Er spielt sie in Leipzig nicht vor vollem Haus. „Überraschend viele Anrechtsplätze“, bedauert die Tageszeitung Union, sind leer geblieben – was von einer gewissen Angst, wenn nicht gar Arroganz gegenüber neuer Musik zeugt, wenn man bedenkt, dass Abonnements ein Privileg und die 1900 Plätze sonst dauernd ausgebucht waren. Allerdings stellte Gastdirigent Dmitri Kitajenko auch nach der Pause kein Repertoire, sondern eine Rarität vor, nämlich das Göttliche Poem von Alexander Skrjabin. Alfred Schnittke musste den Leipzigern nicht mehr vorgestellt werden: Schon im November 1981 hatte das Gewandhausorchester seine 3. Sinfonie uraufgeführt, knapp einen Monat nach der Eröffnung des Neuen Gewandhauses. Wer sich also der DDR-Erstaufführung von Schnittkes Konzert für Klavier und Streicher nähert, dem geraten nicht nur Musiker und Komponist in den Blick, sondern auch ein außergewöhnlicher Neubau, der seither so wenig Patina angesetzt hat wie Schnittkes Musik. Das will nach fast vier Jahrzehnten etwas heißen.

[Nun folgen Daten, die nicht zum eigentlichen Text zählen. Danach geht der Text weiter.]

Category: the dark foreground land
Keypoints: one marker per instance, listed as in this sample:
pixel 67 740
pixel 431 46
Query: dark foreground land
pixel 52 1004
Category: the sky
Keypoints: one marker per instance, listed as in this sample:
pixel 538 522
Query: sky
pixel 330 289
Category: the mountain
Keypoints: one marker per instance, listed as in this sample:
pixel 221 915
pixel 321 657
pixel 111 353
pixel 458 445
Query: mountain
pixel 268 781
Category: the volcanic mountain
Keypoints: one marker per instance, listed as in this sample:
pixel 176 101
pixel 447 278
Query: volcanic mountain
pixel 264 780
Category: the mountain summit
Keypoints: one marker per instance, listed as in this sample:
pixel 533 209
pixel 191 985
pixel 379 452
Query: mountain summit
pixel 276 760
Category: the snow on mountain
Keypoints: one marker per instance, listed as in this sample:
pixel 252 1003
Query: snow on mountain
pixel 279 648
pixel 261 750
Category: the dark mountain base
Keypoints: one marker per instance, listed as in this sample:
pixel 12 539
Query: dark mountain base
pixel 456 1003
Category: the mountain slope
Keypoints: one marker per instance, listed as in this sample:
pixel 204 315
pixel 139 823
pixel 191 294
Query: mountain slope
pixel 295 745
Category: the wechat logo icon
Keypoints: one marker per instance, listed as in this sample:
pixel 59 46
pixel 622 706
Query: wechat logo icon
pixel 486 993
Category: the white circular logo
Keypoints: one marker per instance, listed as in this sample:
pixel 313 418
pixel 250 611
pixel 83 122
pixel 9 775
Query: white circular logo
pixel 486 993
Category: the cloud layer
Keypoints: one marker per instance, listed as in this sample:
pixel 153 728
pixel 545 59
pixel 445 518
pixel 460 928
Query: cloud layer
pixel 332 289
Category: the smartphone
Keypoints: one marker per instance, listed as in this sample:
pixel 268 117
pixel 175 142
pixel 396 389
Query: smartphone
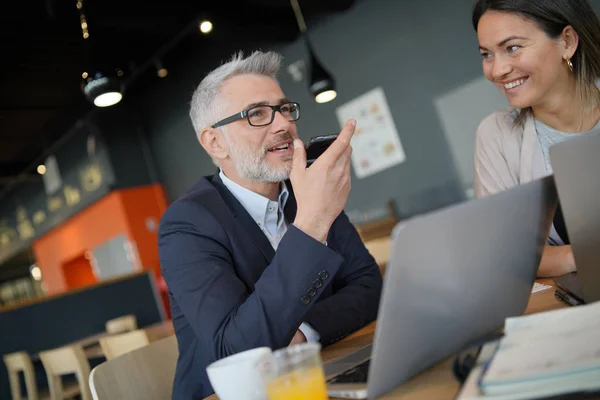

Zum Silvester 1983 hatte man im Westen in behaglichem Zynismus aufs „Orwell-Jahr“ angestoßen, während der Roman 1984 in den sozialistischen Ländern zur Pflichtlektüre der „Dissidenten“ gehörte. Auch Alfred Schnittke hat mit diversen big brothers, wechselnden Machthabern eines totalitären Regimes, seine Erfahrungen gemacht. Zuerst nicht die schlechtesten, denn seine letzten Moskauer Studienjahre und die ersten als freischaffender Komponist fielen in die Zeit von Nikita Chruschtschows „Tauwetter“ bis 1964. Dem folgte freilich ein langer Winter unter Leonid Breschnew, in dem es schon ein Lichtblick war, dass Schnittkes erste Sinfonie, eine grelle Collage aus Musik aller Zeiten und Stile, überhaupt uraufgeführt werden konnte – 1973 im weit abgelegenen Gorki. Achtzehn Jahre lang herrschte Breschnew, und als er 1982 starb, war da immer noch Tichon Chrennikow, eisenharter und zählebiger Musikfunktionär von Stalins bis zu Gorbatschows Zeiten, der dafür sorgte, dass Schnittke – auch wenn er gelegentlich in den Westen reisen durfte – bis 1984 für neunzehn Uraufführungen seiner Musik keine Reiseerlaubnis bekam.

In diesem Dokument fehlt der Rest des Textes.